The trampoline terminology comes, I think, from a paper about an implementation of Scheme on the JVM...

In order to let this work

In order to let this work the passed function g must be prepared. Instead of recurse into g(...) in g's function body the call must be replaced by TailPromise(g,...) isn't it? So it seems to be more a design pattern for recursive functions: turning them into non-recursive ones explicitely in the implementation and evaluate them as if they would be recursive by means of returning the TailPromise wrapper and the trampoline function. This might not be exactly what I expect from a decorator solution where the implementation of a function is left unchanged.

Kay

No, this works

The else: return TailPromise(g,args,kwargs) part takes care of that. This is actually almost the same as the other implementation. But it uses a promise instead of an exception. The tail call position makes sure it doesn't matter what or how you return.

Yupp! My fault.


I'll also point out:

Because the TailPromise has (faked) lazily-evaluated semantics, it should work as a standin for the real return value in non-tail situations. Also, because it inspects the return type rather than the stack, it should work in mutually-recursive tail situations (multiple functions tail-calling each other).

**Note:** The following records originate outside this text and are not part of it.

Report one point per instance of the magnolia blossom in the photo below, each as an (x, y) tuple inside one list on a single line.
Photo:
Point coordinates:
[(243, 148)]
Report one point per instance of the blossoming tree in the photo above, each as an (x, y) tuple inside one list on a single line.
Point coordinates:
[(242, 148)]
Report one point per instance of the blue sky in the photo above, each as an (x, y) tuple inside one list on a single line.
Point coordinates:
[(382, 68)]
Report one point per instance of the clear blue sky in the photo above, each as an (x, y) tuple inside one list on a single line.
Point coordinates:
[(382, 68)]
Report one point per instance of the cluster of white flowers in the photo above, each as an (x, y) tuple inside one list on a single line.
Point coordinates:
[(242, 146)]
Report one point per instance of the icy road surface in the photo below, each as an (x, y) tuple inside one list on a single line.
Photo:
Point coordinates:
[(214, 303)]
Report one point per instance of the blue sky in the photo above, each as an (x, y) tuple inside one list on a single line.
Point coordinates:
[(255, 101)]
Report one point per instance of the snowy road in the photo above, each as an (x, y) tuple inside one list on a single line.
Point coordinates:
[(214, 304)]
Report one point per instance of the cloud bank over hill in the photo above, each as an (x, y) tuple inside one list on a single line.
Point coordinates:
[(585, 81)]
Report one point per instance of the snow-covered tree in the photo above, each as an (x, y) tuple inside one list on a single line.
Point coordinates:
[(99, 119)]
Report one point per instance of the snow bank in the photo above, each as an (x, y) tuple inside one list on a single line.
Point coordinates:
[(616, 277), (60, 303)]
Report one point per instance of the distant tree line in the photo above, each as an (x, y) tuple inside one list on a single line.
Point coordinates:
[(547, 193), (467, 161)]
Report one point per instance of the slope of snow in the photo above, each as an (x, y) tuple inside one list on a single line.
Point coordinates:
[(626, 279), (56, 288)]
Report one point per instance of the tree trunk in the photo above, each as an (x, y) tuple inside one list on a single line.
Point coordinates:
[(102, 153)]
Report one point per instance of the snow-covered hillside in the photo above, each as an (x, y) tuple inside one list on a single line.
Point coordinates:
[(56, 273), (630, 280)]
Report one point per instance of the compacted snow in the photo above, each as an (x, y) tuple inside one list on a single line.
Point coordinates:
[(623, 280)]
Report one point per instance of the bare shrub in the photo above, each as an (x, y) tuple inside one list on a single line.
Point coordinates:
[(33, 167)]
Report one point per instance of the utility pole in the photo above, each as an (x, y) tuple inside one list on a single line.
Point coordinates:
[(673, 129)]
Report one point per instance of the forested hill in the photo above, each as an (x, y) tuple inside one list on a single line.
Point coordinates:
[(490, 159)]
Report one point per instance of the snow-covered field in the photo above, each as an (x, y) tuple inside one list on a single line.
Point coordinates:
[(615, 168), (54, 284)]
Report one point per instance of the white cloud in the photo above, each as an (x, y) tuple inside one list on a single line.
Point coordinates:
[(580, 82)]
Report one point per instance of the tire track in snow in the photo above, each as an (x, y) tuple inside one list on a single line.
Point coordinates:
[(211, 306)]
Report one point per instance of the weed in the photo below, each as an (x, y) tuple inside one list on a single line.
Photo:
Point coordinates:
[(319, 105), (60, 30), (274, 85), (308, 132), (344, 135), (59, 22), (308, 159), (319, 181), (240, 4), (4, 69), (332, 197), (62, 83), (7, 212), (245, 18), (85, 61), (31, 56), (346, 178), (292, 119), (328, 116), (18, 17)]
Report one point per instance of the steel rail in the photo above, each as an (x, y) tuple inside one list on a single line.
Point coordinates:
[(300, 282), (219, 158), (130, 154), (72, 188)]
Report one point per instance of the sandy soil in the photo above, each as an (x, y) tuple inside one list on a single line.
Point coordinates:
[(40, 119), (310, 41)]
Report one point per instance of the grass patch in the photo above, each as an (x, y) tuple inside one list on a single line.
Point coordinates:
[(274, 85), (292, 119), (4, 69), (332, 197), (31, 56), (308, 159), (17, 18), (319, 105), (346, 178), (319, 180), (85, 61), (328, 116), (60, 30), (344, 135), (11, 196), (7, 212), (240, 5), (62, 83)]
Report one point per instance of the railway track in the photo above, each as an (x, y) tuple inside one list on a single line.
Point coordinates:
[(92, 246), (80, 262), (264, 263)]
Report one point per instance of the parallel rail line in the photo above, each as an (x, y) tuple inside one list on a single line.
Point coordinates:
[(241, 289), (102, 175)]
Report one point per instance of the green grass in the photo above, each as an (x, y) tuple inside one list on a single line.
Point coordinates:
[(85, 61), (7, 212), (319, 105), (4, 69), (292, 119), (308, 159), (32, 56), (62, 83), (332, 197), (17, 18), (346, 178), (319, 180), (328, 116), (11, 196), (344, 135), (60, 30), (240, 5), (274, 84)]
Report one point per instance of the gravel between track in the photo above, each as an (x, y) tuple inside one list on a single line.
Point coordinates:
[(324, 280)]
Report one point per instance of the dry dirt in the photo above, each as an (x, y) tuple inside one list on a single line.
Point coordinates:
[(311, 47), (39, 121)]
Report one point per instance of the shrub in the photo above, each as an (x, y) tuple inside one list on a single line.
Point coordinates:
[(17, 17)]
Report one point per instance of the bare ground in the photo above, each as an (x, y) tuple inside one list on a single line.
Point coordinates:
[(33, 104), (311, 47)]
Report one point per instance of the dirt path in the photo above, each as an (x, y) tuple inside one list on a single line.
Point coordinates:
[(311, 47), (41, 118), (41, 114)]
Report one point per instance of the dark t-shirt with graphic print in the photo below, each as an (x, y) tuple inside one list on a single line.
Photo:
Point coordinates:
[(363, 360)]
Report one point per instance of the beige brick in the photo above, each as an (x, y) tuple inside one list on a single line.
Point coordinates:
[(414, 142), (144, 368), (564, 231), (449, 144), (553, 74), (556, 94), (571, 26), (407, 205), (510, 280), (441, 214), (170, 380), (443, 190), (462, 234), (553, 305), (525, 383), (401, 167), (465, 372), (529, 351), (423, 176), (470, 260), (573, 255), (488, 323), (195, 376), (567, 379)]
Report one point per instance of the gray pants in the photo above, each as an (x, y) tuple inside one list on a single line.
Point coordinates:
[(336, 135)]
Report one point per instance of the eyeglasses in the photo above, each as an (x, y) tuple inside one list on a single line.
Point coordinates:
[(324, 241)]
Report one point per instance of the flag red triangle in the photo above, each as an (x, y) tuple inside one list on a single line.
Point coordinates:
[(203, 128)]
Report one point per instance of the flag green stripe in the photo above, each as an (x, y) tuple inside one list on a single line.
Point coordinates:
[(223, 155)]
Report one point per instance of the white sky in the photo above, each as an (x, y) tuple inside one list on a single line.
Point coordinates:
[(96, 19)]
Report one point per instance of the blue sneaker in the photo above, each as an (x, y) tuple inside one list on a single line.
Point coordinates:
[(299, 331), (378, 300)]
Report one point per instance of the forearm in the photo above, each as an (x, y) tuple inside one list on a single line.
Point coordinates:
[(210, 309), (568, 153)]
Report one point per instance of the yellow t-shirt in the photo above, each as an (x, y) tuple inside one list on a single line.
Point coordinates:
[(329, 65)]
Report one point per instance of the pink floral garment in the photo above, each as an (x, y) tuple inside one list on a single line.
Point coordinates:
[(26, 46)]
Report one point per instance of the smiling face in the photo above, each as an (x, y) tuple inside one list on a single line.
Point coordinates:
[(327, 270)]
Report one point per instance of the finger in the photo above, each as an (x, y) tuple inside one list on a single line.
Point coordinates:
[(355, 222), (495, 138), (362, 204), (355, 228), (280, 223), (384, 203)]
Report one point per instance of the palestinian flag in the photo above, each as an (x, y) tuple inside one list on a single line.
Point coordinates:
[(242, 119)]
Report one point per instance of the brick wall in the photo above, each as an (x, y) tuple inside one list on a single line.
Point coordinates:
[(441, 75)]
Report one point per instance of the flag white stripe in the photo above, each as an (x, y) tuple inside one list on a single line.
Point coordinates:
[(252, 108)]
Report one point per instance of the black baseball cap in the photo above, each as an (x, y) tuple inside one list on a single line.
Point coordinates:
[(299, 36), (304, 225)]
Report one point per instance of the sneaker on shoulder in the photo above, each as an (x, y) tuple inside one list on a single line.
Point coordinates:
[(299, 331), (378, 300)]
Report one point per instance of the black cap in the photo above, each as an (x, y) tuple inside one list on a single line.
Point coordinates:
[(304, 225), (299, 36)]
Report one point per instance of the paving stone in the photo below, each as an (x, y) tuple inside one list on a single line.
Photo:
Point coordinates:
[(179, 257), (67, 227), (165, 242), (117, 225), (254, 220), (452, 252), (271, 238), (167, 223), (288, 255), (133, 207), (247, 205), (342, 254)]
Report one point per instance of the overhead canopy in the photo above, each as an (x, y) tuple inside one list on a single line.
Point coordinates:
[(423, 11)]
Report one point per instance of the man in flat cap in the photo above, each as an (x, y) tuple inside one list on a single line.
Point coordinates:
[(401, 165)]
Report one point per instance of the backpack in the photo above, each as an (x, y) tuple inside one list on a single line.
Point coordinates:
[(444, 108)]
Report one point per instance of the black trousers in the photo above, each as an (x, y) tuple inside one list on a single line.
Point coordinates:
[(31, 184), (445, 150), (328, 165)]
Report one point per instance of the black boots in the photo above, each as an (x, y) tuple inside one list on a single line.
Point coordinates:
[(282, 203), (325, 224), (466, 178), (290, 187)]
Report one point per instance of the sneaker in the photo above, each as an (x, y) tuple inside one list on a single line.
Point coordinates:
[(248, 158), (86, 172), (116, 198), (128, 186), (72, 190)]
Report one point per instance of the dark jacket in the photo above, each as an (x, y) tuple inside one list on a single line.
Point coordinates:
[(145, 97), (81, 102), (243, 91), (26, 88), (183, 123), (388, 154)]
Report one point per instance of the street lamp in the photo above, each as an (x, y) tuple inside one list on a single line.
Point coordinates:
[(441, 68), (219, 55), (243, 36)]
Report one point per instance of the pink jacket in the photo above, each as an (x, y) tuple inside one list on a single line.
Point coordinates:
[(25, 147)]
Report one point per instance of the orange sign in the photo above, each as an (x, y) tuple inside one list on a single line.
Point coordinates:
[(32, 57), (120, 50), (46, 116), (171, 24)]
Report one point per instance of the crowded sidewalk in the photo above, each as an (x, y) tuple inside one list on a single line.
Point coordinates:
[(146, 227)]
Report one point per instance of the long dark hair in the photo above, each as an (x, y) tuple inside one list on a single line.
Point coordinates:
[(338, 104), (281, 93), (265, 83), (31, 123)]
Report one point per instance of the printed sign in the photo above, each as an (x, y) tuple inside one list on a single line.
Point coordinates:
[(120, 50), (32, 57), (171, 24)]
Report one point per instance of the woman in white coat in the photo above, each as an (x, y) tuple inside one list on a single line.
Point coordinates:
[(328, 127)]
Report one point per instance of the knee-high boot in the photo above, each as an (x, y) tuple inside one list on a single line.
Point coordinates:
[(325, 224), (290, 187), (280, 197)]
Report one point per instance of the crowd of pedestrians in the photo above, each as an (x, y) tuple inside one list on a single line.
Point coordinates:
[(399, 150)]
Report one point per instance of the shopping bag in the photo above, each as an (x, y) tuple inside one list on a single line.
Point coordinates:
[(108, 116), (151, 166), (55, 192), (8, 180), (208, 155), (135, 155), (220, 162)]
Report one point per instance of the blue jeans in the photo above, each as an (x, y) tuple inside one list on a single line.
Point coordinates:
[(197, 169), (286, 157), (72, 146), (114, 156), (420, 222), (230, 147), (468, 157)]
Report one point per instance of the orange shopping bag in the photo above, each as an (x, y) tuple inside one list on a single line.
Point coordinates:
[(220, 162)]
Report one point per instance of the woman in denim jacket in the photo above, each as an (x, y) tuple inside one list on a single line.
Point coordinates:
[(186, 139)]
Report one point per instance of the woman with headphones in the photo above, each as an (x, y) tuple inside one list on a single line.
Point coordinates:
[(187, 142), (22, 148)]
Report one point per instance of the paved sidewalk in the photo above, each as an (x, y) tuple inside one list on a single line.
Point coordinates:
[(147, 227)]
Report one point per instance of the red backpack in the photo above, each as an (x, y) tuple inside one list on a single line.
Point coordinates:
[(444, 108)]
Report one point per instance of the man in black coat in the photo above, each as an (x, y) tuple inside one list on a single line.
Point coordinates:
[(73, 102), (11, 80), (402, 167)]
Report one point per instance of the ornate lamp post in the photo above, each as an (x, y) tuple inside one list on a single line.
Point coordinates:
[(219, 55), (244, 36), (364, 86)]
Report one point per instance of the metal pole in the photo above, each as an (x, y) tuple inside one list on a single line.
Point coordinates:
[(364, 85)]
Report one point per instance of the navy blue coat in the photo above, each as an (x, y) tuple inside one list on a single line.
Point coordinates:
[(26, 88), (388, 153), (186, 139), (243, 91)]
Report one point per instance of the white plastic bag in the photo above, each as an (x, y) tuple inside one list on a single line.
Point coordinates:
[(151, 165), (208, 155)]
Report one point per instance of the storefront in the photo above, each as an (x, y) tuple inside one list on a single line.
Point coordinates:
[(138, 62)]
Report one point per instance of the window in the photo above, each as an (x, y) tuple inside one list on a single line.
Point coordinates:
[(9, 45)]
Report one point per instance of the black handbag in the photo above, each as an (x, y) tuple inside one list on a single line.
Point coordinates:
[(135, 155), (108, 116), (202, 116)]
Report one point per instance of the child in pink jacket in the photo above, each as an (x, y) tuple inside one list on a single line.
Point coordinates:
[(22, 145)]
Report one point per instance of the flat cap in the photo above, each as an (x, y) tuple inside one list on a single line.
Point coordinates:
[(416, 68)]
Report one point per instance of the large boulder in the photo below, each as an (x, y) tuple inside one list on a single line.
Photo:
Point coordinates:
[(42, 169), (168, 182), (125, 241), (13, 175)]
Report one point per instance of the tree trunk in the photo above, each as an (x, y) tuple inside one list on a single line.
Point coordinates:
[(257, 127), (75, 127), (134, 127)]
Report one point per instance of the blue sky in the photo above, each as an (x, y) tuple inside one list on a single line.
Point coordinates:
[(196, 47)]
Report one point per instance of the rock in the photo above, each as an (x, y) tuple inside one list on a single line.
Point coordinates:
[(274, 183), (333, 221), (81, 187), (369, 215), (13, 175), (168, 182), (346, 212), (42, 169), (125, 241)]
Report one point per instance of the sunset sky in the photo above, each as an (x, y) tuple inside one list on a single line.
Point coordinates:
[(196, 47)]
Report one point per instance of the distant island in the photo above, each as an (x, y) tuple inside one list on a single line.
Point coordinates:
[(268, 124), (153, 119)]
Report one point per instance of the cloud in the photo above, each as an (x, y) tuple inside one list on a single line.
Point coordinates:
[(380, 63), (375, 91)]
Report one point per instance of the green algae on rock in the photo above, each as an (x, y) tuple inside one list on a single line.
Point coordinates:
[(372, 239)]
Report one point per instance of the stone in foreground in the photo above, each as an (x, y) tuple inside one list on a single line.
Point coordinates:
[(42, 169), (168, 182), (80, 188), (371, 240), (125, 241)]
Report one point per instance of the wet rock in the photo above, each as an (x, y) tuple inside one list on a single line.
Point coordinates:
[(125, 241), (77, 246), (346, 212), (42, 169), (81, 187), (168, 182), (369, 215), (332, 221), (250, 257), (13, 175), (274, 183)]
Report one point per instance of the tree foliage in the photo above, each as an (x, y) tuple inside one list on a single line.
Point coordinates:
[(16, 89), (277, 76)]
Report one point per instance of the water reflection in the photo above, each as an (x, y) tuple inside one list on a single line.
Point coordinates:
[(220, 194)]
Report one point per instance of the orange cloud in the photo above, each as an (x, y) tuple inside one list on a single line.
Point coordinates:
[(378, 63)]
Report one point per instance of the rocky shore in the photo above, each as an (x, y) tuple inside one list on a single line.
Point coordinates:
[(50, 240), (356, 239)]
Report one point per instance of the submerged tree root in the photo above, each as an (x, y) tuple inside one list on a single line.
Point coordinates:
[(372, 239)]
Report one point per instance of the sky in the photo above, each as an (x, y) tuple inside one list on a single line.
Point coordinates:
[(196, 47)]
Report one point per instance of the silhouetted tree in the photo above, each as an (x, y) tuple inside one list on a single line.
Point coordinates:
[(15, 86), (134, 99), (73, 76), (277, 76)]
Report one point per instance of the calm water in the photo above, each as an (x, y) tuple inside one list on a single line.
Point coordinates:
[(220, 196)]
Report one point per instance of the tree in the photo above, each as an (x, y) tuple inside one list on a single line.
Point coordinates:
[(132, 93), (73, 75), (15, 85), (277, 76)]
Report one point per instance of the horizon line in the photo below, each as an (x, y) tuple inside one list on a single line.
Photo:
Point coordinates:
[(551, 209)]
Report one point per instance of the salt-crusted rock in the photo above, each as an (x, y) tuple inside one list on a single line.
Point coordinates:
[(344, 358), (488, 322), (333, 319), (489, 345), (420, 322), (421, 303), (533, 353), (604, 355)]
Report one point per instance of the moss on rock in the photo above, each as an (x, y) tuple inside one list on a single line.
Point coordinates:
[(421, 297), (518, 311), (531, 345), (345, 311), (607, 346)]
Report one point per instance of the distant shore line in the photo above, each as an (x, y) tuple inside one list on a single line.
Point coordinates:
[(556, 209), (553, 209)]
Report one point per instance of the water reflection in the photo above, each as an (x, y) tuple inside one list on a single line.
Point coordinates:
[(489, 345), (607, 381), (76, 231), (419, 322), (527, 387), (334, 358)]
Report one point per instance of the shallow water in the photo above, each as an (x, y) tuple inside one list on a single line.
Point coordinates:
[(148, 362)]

It is very similar to the other implementation, though, and I wouldn't have ever thought of doing something like it without seeing the first one.

much older

http://en.wikipedia.org/wiki/Trampoline_%28computers%29

trampoline is a general optimization technique used to implement tail-calls in non-tail call implementations. I think it's as old or older than first attempts at native code compiling in functional languages during the 70s...

Here, use this

Maybe this could help...

def isTailCall():
	""" True if the caller was called in tail position. """
	f = sys._getframe().f_back.f_back
	code = f.f_code.co_code
	ip = f.f_lasti
	assert ord(code[ip]) in (131, 140, 141, 142)
	return code[ip+3] == 'S'

Update - New Tail Recursion Decorator

http://aspn.activestate.com/ASPN/Cookbook/Python/Recipe/496691

It's still broke.

This one don't work too good neither. Again, try:

@tail_recursion
def even(n):
   if n == 0:
      return True
   else:
      return odd(n-1)

@tail_recursion
def odd(n):
  if n == 0:
     return False
  else:
     return even(n-1)

Then calculate even(2) to be False. Comment the decorators out and it works. This would be a problem even with non-mutually recursive procedures, because you could have something like

@tail_recursion
def foo(n):
  if blah:
     return foo(bar(n))
  else
     return baz(n)

and the tail decorator could interfere with the call to baz(n), even if baz(n) is not recursive.

Comment the decorators out

Comment the decorators out and it works.

It works when you comment out one decorator - with the expected bound stack size. Commenting out both doesn't work for large n of course.

About foo. I don't see a problem here unless bar() calls foo again as in the following code:

@tail_recursion
def even(n):
    if n == 0:
        return True
    elif n == 1:
        return False
    else:
        return even(odd(n-2))

def odd(n):
    if n == 0:
        return False
    else:
        return even(n-1)

The decorator is more brittle than Crutchers due to its dumbed down lookup procedure. Not sure I want to investigate this issue any further since I never used it in my work and I don't know anyone who did. However I will place a warning in the recipe.